Source: European Medicines Agency (EU) Revision Year: 2022 Publisher: Amryt Pharmaceuticals DAC, 45 Mespil Road, Dublin 4, Ireland tel: 00 800 4447 4447 (toll free) tel: +44 1604 549 952 e-mail: medinfo@amrytpharma.com
Pharmacotherapeutic group: Preparations for treatment of wounds and ulcers, other cicatrizants
ATC code: D03AX13
Cell culture assays with human primary keratinocytes and fibroblasts and ex vivo studies with porcine skin show that the extract including the main component betulin modulate inflammatory mediators and are associated with activation of intracellular pathways known to be involved in keratinocyte differentiation and migration, wound healing and closure.
The precise mechanism of action of Filsuvez in wound healing is not known.
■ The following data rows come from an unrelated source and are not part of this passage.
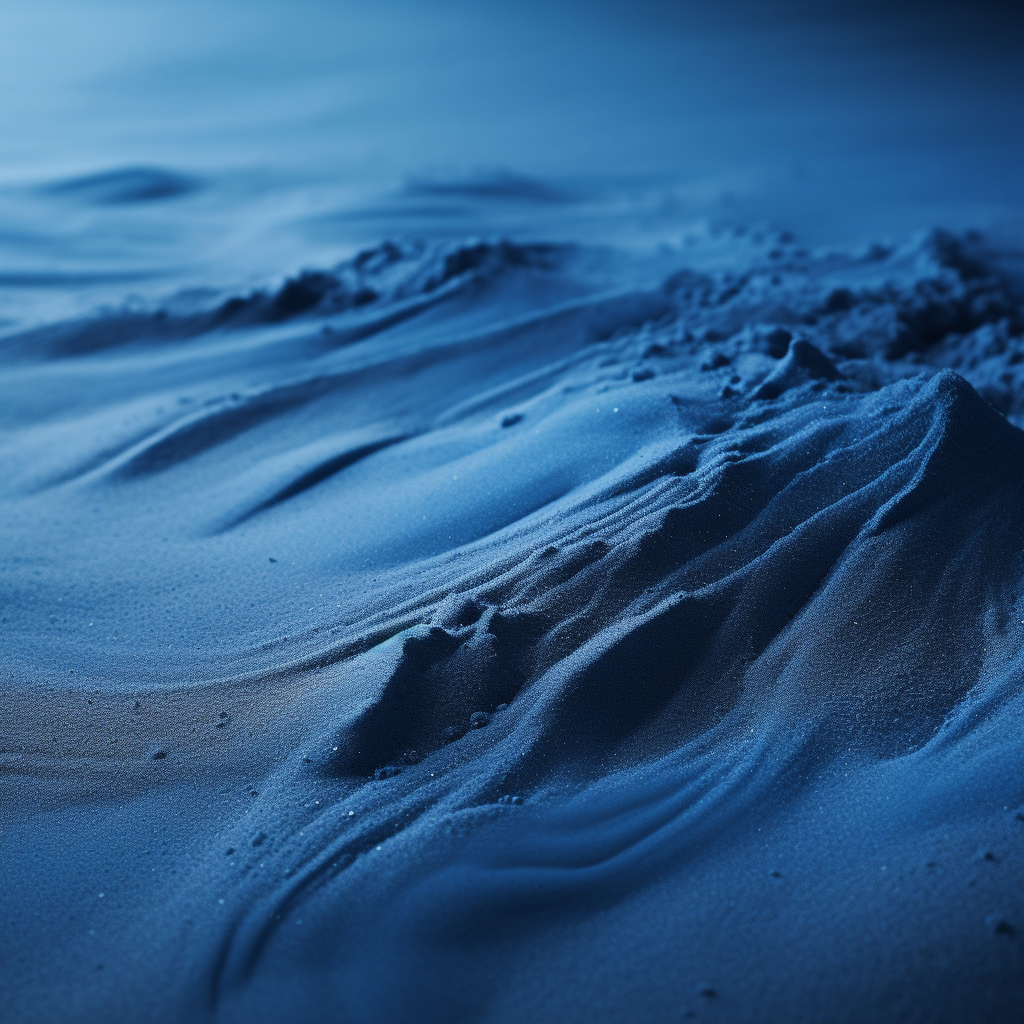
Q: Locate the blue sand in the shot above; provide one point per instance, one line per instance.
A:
(511, 513)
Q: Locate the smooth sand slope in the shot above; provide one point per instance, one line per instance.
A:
(520, 632)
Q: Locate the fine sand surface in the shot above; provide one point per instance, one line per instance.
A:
(563, 607)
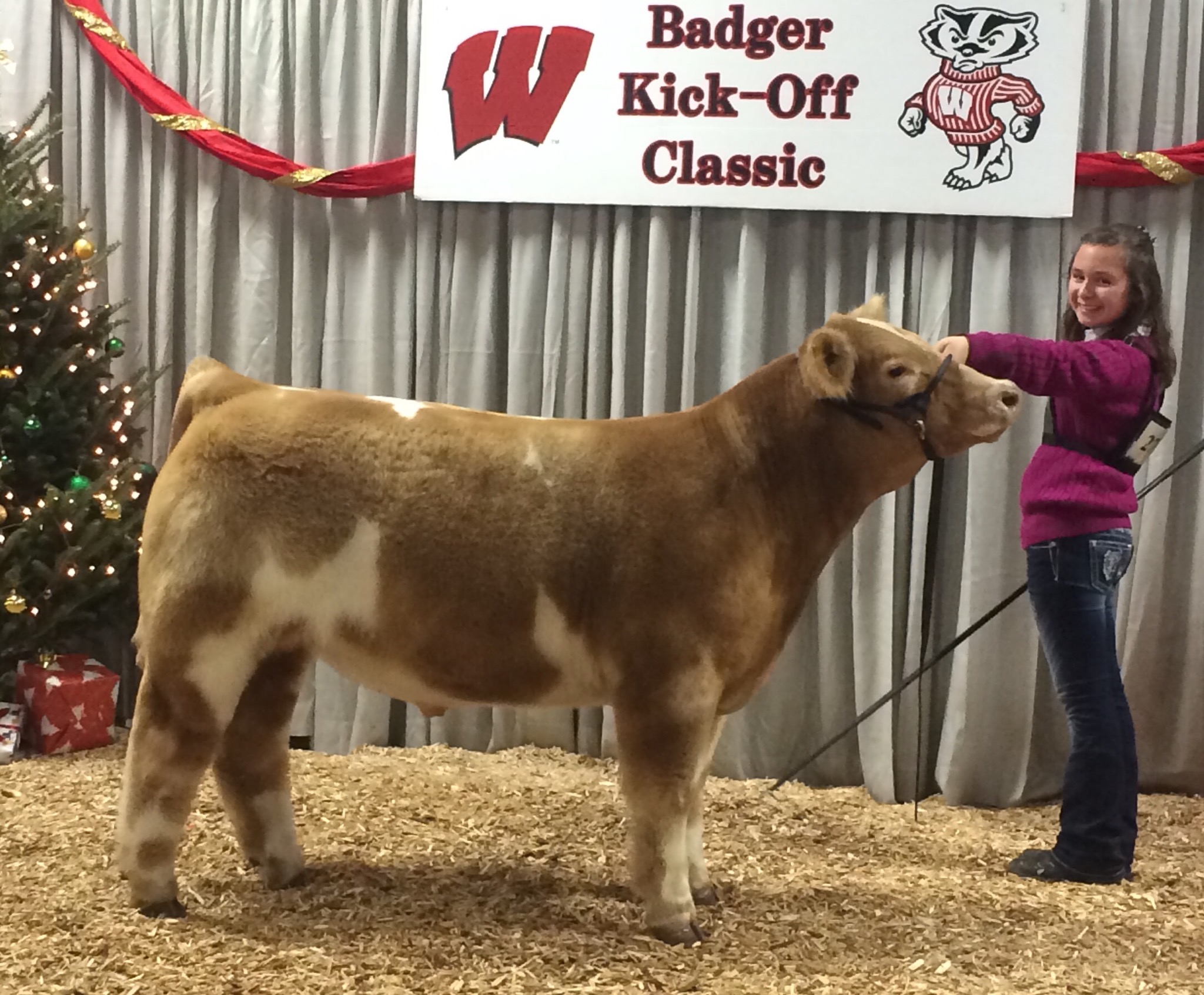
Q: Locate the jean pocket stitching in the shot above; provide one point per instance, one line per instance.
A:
(1109, 562)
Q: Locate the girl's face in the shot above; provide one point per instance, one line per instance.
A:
(1098, 287)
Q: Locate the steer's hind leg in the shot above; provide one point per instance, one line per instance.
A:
(664, 751)
(700, 880)
(172, 741)
(185, 702)
(252, 768)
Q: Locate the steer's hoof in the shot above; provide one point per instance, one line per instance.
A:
(680, 934)
(277, 874)
(172, 909)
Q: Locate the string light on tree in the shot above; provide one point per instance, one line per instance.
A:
(68, 564)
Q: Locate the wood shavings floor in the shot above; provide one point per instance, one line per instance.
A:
(440, 870)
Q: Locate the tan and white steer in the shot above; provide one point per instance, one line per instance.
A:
(448, 557)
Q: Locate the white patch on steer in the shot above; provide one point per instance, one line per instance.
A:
(696, 852)
(275, 811)
(533, 458)
(584, 678)
(346, 588)
(674, 853)
(403, 406)
(885, 326)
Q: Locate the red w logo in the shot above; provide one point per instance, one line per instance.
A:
(528, 113)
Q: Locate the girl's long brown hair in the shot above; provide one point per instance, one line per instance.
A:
(1145, 304)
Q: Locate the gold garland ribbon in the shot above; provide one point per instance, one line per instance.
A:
(189, 123)
(1162, 166)
(196, 122)
(302, 177)
(98, 27)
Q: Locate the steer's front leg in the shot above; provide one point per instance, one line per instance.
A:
(664, 755)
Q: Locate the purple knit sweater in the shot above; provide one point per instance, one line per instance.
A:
(1101, 389)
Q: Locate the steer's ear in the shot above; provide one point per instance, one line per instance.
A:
(828, 361)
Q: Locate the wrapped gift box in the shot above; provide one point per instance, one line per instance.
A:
(10, 731)
(70, 702)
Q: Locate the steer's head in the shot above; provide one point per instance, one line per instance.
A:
(879, 373)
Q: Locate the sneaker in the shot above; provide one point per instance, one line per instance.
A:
(1045, 865)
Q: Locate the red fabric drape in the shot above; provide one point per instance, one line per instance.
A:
(374, 180)
(1172, 166)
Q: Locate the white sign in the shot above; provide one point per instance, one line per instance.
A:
(860, 105)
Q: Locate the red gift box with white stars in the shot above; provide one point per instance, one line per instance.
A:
(70, 703)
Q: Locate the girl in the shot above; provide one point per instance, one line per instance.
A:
(1106, 377)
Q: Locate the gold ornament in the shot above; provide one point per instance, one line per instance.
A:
(1162, 166)
(99, 27)
(304, 177)
(189, 123)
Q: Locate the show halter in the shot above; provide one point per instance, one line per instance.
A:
(912, 411)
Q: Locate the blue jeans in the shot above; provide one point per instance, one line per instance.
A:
(1072, 584)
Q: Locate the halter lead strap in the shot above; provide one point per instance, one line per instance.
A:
(911, 411)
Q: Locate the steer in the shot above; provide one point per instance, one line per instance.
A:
(448, 557)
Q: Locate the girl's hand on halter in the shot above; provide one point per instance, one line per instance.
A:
(959, 347)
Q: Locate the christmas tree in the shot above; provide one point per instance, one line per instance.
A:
(71, 489)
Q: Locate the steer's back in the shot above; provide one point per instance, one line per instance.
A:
(436, 554)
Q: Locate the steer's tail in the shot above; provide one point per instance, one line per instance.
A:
(208, 383)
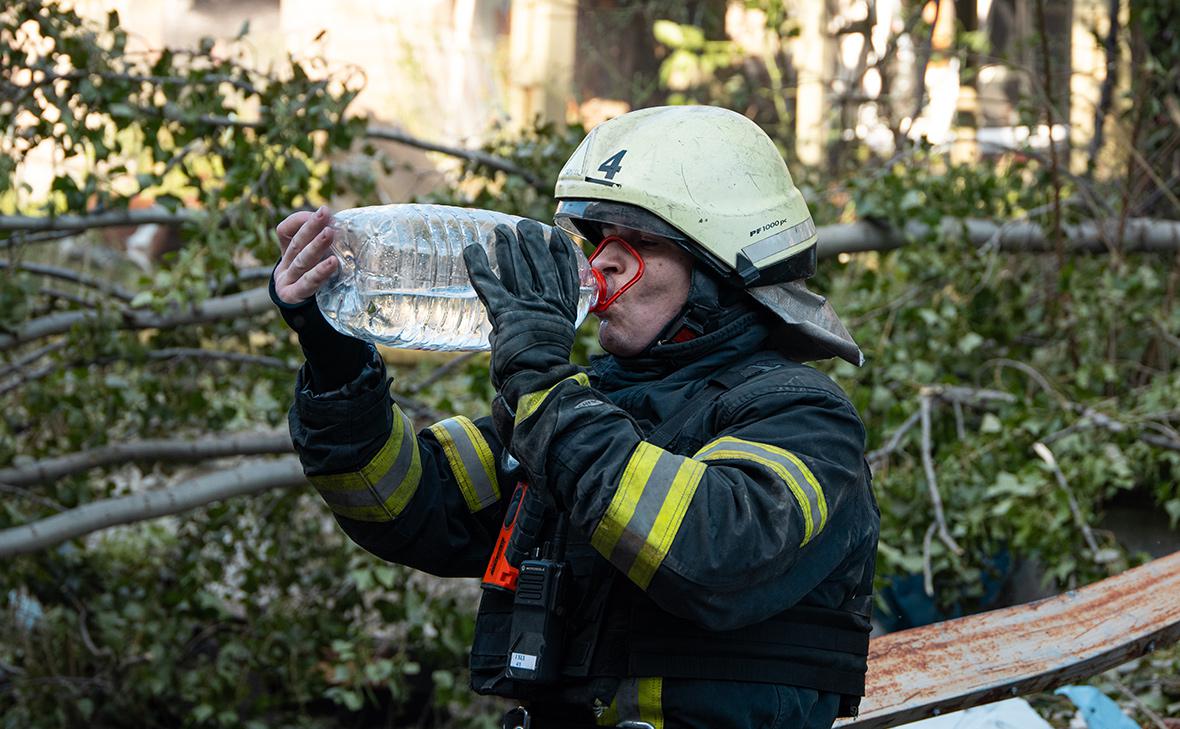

The efficacy and safety of Filsuvez in the treatment of partial thickness wounds associated with inherited EB were evaluated in a pivotal global Phase 3, randomised, double blind, controlled study in adults and children (Study BEB-13; EASE). Patients with DEB and JEB were randomised 1:1 to receive Filsuvez (n=109) or a blinded control gel (consisting of sunflower oil, refined; beeswax, yellow and carnauba wax) (n=114) and instructed to apply the investigational product at a thickness of approximately 1 mm to all their wounds at each dressing change (every 1 to 4 days) for 90 days. At randomisation, one wound was selected by the investigator as the target wound for the evaluation of the primary efficacy endpoint. The target wound was defined as a partial-thickness wound of 10-50 cm² in surface area and present for 21 days to 9 months prior to screening. The primary endpoint was the proportion of patients with first complete closure of the target wound by day 45 of the 90-day double blind phase (DBP) of the study. Following completion of the DBP, patients entered a 24-month open label phase (OLP) of the study during which all wounds were treated with Filsuvez.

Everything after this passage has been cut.